Overview of anxiety disorders
|Craske MG, Stein MB. Anxiety. Lancet 2016; 388:3048-59.|
An overview of the assessment, diagnosis and treatment of anxiety disorders. Assessment and diagnosis includes differential diagnoses with other conditions and the diagnosis of specific anxiety disorders.
CBT is the first-line psychological therapy. It is the most empirically supported psychological treatment, and a summary of the evidence of efficacy is given.
SSRIs and SNRIs are effective first-line medicines.

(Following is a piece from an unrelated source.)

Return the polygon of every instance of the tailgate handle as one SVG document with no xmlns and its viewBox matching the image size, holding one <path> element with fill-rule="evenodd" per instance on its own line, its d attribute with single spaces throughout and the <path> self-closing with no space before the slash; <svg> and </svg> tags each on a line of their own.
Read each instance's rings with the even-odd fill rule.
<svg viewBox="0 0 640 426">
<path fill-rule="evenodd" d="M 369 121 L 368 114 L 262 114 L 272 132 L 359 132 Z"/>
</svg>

The article also summarises evidence comparing medicines and psychological treatments. Medicines and psychological treatments are similarly effective for anxiety disorders as a group, and for PD or SAD. Comparisons were not available for the other disorders.

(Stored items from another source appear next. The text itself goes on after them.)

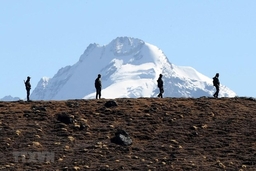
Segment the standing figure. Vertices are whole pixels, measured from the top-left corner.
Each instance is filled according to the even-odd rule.
[[[216,88],[216,92],[213,94],[213,97],[218,98],[220,91],[219,73],[216,73],[215,77],[213,77],[213,86]]]
[[[30,84],[30,77],[29,76],[27,77],[26,81],[24,80],[24,83],[25,83],[25,87],[26,87],[26,90],[27,90],[27,101],[30,101],[29,100],[29,95],[30,95],[31,84]]]
[[[95,88],[96,88],[96,99],[101,98],[101,75],[98,74],[98,77],[95,80]]]
[[[158,94],[157,97],[161,97],[161,98],[163,98],[163,93],[164,93],[164,82],[162,80],[162,77],[163,77],[163,75],[160,74],[159,78],[157,80],[157,86],[158,86],[159,91],[160,91],[160,93]]]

|Bystritsky A, Khalsa SS, Cameron ME, et al. Current diagnosis and treatment of anxiety disorders. P T 2013;38:30-57.|
This overview paper gives a theoretical view of anxiety, examining how it can be interpreted as separate (possibly comorbid) anxiety disorders, or as an anxiety disorder with multiple dimensions. It explains how anxiety works based on the ABC model, how (A)larms interact with (B)eliefs resulting in (C)oping strategies, and how neurotransmitters combine in complex ways in the brain, resulting in anxiety.
The paper also gives an overview of treatment strategies. A wide range of treatment options are discussed. Again, CBT is the first-line psychological treatment, and SSRIs are first-line medicines.
Cognitive behavioural therapy (CBT)
|Carpenter JK, Andrews LA, Witcraft SM et al. Cognitive behavioural therapy for anxiety and related disorders: a meta-analysis of randomized placebo-controlled trials. Depress Anxiety 2018; 35:502-514.|
This meta-analysis examines the efficacy of CBT for anxiety disorders PD, GAD and SAD as well as anxiety-related disorders OCD and PTSD. Findings demonstrated moderate placebo-controlled effects of CBT on target disorder symptoms, and small to moderate effects on other anxiety symptoms, depression and quality of life.
|Orman J, O'Dea B. e-Therapy in primary care mental health. Aust J Gen Pract 2018;4:168-72.|
This paper gives a summary of e-mental health programs and describes different treatment programs with information on their evidence, cost and appropriateness for different mental health conditions.
|Andrews G, Basu A, Cuijpers P, et al. Computer therapy for the anxiety and depression disorders is effective, acceptable and practical health care: An updated meta-analysis. J Anxiety Disord 2018;55:70-8.||This meta-analysis examines the efficacy of online CBT (eCBT) for PD, SAD, GAD and major depression, including 64 studies. It finds that eCBT is effective in treating anxiety and depressive disorders. In addition, 9 studies compared eCBT with face-to-face CBT and found them to be equally beneficial.|
|Olthuis JV, Watt MC, Bailey K, et al. Therapist-supported Internet cognitive behavioural therapy for anxiety disorders in adults. Cochrane Database Syst Rev 2016;3:CD011565.|
This Cochrane review examines online CBT (eCBT) with and without support from a therapist. Traditional face-to-face CBT, eCBT supported by a therapist, and unsupported eCBT are all efficacious with little difference in efficacy between them. Comparisons between therapist-supported and unsupported eCBT should, however, be interpreted with caution due to the limited number of studies.